CAA told to avail ADR mechanism for resolving income tax exemption issue

Jamal Khurshid
Monday, Jun 17, 2024

KARACHI: The Sindh High Court (SHC) has turned down a Civil Aviation Authority petition seeking exemption from the levy of the income tax and directed the authority to either avail the alternative dispute resolution (ADR) resolution mechanism under Section 134A of the income tax ordinance or under Rule 8(2) of the 1973 rules of business.

The Civil Aviation Authority (CAA) had approached the court for seeking declaration that it is exempt from the levy of the income tax pursuant to Section 34 of the Pakistan Civil Aviation Authority Act, 2023 and Section 38 of the Pakistan Airports Authorities Act, 2023 read with Article 165A of the constitution notwithstanding the restriction imposed under Section 54 of the Income Tax Ordinance, 2001. The court had earlier confronted the CAA as to the recent amendment in the income tax ordinance whereby Section 134A has been amended requiring the state-owned enterprise to mandatorily go for ADR, whereas even in terms of Rule 8(2) of the rules of business the matter has to be resolved at the level of the federal government.

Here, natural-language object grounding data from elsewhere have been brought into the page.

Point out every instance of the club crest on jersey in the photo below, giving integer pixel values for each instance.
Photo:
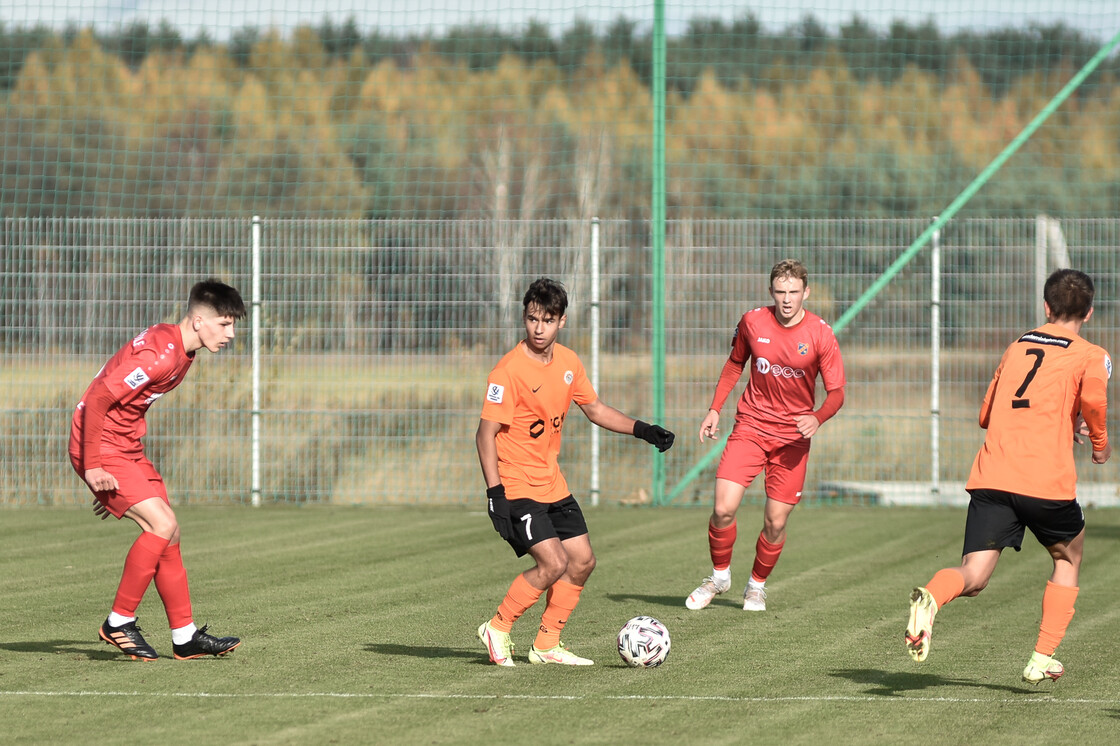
(136, 379)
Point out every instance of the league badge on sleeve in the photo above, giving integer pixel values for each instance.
(136, 379)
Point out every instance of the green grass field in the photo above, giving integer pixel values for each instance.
(358, 626)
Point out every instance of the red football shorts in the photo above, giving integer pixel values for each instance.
(748, 451)
(137, 478)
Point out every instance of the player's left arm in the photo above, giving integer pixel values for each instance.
(608, 418)
(1094, 407)
(831, 370)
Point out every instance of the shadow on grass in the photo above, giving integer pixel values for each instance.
(653, 600)
(893, 683)
(427, 651)
(92, 650)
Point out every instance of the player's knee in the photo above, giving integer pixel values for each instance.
(721, 519)
(552, 569)
(581, 570)
(166, 527)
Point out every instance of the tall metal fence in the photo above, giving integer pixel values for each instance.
(378, 336)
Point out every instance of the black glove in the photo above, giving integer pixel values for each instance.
(654, 435)
(498, 509)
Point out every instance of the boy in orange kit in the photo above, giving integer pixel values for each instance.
(106, 453)
(528, 395)
(1050, 389)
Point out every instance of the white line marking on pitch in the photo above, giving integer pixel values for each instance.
(1028, 698)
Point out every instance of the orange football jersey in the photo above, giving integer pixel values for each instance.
(531, 400)
(1044, 380)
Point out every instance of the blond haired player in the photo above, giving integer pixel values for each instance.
(774, 423)
(528, 395)
(1050, 389)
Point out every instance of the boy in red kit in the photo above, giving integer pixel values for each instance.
(1050, 389)
(106, 453)
(773, 425)
(528, 395)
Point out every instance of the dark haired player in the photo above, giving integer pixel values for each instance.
(106, 453)
(774, 423)
(528, 395)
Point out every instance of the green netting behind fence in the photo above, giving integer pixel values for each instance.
(376, 338)
(414, 165)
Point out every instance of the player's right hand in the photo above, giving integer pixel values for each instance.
(710, 426)
(100, 510)
(498, 509)
(100, 479)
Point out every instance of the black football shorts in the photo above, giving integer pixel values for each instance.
(534, 522)
(998, 520)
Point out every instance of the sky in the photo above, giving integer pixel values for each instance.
(1097, 18)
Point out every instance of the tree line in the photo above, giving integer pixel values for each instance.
(482, 122)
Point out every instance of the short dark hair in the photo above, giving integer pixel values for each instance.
(217, 296)
(1069, 294)
(548, 295)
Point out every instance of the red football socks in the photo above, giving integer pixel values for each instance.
(562, 599)
(1057, 612)
(518, 599)
(140, 566)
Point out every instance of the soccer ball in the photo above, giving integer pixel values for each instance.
(643, 643)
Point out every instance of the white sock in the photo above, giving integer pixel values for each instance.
(183, 635)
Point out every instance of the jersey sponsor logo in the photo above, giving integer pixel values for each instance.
(136, 379)
(765, 367)
(1043, 338)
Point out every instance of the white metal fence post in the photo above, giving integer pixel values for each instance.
(257, 363)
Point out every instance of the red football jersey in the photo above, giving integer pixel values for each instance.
(140, 372)
(1044, 380)
(783, 376)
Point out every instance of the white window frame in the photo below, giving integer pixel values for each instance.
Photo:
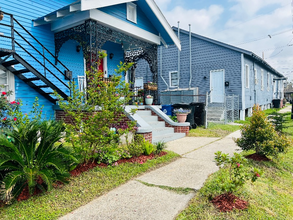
(262, 80)
(170, 79)
(9, 85)
(255, 76)
(246, 75)
(268, 81)
(131, 8)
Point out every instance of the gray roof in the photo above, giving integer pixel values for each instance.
(240, 50)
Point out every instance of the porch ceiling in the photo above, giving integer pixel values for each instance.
(76, 13)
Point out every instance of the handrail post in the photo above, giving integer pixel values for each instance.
(12, 33)
(44, 59)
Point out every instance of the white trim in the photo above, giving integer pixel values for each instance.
(247, 76)
(170, 79)
(130, 6)
(243, 87)
(123, 26)
(164, 22)
(261, 80)
(91, 4)
(255, 76)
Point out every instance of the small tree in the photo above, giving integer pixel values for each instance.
(261, 136)
(96, 113)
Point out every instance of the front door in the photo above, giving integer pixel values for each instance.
(217, 86)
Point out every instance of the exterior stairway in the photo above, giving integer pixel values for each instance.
(159, 131)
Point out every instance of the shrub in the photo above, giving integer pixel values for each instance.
(237, 169)
(160, 146)
(260, 135)
(33, 159)
(95, 113)
(135, 148)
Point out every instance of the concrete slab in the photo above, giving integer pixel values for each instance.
(184, 172)
(188, 144)
(133, 200)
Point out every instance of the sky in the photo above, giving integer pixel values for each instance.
(264, 27)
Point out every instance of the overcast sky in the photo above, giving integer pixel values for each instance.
(256, 25)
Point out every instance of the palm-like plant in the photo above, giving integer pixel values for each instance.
(33, 155)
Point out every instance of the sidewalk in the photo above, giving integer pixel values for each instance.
(135, 200)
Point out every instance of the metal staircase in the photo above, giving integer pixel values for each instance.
(30, 61)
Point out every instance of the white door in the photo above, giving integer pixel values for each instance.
(217, 86)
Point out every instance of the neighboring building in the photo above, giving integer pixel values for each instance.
(218, 69)
(45, 44)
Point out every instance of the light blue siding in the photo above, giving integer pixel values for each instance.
(119, 11)
(25, 11)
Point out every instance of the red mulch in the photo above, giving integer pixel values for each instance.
(227, 202)
(24, 195)
(257, 157)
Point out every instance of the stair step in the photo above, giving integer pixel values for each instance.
(10, 63)
(168, 137)
(162, 131)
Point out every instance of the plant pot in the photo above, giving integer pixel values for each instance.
(181, 118)
(148, 101)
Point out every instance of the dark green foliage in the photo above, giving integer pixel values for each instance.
(33, 159)
(261, 136)
(279, 121)
(238, 172)
(136, 148)
(160, 146)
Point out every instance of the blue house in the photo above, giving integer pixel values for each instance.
(45, 44)
(219, 70)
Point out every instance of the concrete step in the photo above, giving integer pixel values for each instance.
(156, 124)
(168, 137)
(143, 113)
(162, 131)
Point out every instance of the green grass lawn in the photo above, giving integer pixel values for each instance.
(213, 130)
(270, 197)
(80, 190)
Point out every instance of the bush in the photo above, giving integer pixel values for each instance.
(33, 159)
(260, 135)
(97, 112)
(237, 169)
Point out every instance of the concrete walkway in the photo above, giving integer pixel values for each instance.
(135, 200)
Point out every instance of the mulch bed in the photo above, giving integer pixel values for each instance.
(140, 159)
(24, 195)
(227, 202)
(257, 157)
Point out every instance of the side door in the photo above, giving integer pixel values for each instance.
(217, 86)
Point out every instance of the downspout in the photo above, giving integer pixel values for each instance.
(178, 57)
(190, 70)
(161, 70)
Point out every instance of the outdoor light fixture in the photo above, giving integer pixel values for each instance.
(78, 47)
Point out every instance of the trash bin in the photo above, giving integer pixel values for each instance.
(276, 103)
(167, 109)
(190, 117)
(199, 112)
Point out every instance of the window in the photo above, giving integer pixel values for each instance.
(255, 77)
(246, 76)
(174, 79)
(268, 81)
(7, 83)
(262, 83)
(131, 12)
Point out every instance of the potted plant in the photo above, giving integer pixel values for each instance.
(181, 114)
(148, 100)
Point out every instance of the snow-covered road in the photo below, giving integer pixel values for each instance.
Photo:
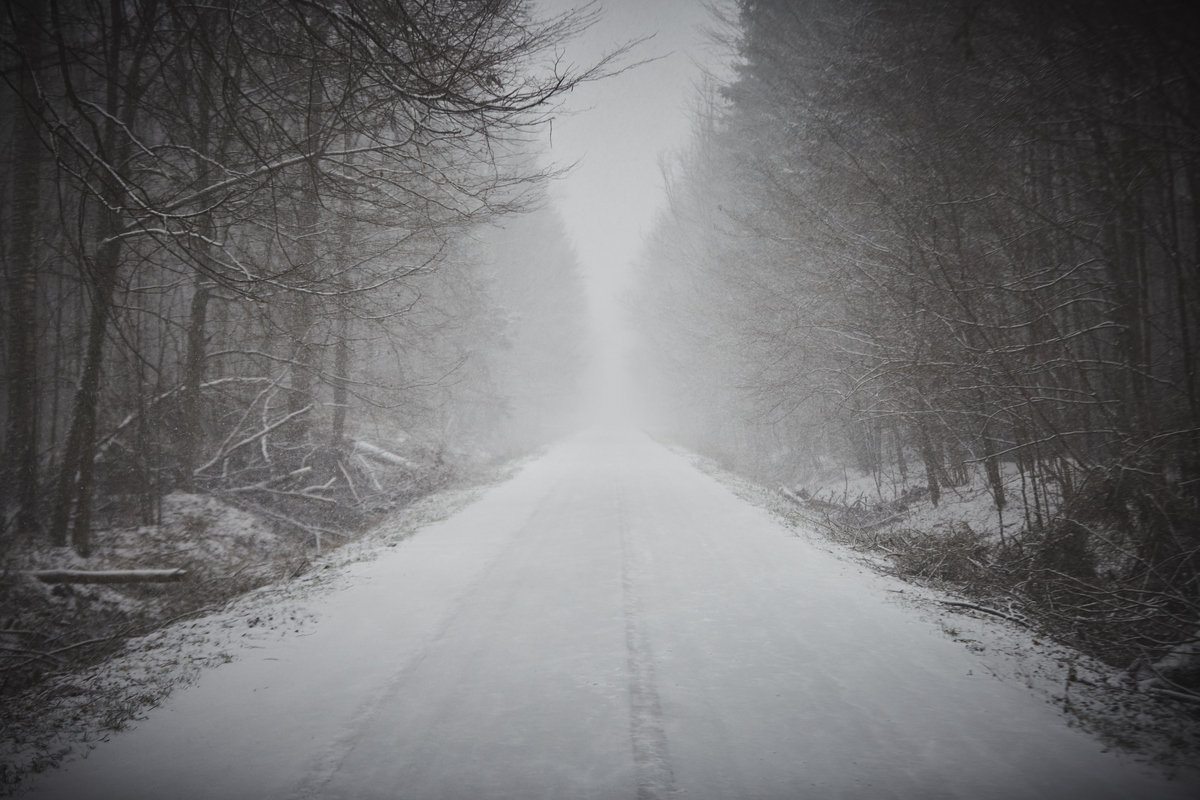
(609, 624)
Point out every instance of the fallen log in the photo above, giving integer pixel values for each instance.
(109, 576)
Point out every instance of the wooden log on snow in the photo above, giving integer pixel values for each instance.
(382, 456)
(109, 576)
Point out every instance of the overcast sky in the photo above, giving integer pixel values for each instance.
(617, 131)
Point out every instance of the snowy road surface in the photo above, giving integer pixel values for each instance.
(609, 624)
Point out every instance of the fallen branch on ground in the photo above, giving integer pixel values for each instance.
(109, 576)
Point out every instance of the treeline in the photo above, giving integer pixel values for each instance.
(953, 239)
(241, 244)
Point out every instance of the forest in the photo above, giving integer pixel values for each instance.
(934, 269)
(273, 269)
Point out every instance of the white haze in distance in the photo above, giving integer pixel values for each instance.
(616, 130)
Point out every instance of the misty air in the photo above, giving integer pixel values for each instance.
(630, 400)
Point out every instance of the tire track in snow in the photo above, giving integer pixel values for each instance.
(652, 762)
(315, 782)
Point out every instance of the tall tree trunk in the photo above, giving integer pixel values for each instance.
(190, 410)
(75, 488)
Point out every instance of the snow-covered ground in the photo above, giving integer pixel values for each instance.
(609, 624)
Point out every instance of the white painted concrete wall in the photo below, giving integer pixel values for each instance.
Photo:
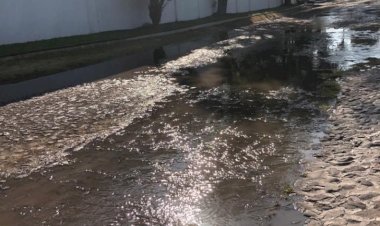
(31, 20)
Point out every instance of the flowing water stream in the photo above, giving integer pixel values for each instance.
(212, 138)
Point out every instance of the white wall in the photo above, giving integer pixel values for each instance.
(31, 20)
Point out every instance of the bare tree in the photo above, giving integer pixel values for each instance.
(222, 7)
(155, 10)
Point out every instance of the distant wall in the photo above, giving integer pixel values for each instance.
(31, 20)
(240, 6)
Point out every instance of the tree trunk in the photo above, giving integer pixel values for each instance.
(222, 7)
(155, 11)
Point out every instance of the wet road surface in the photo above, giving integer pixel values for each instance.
(212, 138)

The counsel for the CAA however contended that the CAA does not fall within the definition of an SOE, and Section 3 of the state-owned enterprises (Governance and Operation) Act, 2023 (“SOE Act”) is not applicable; therefore, the provisions of section 134A of the Ordinance are not relevant. Regarding objection of Rule 8(2) of the 1973 Rules, the counsel submitted that the CAA and Airport Authorities Acts in question have been passed by the Parliament and have an overriding effect. Therefore, Rule 8(2) of the 1973 Rules has no relevance as well.The counsel submitted that the matter cannot be referred to the ADRC and has to be decided by the court by exercising its jurisdiction under Article 199 of the constitution. He has further contended that he FBR has already deducted more than Rs15 billion from the bank account of the CAA as advance tax for the last quarter. A high court division bench headed by Justice Mohammad Junaid Ghaffar, after hearing the arguments of the counsel, observed that the petitioner is an authority which is generating its revenue from selling services on a commercial basis, and there appears to be no dispute that the petitioner is being run on a commercial basis. The court observed that it does not appear to be the case of the petitioner that is not controlled or managed by the federal government and the petitioner is covered by the SOE Act. The SHC observed that most significant and relevant amendment made in the income tax ordinance, which was fully applicable to the CAA as now it is mandatory for SOE to go for ADR. The court after the perusal of the amendments in the income tax ordinance and gathering the intent of the federal government observed that it clearly reflects that an internal mechanism has been evolved for the quick disposal of tax disputes between SOEs and the FBR.

The court further observed that the reason being that at the end of the day, in any such disputes, it is, in fact, the federal government which is the ultimate loser, by way of litigation costs, besides delay in the settlement of such disputes from the courts of law.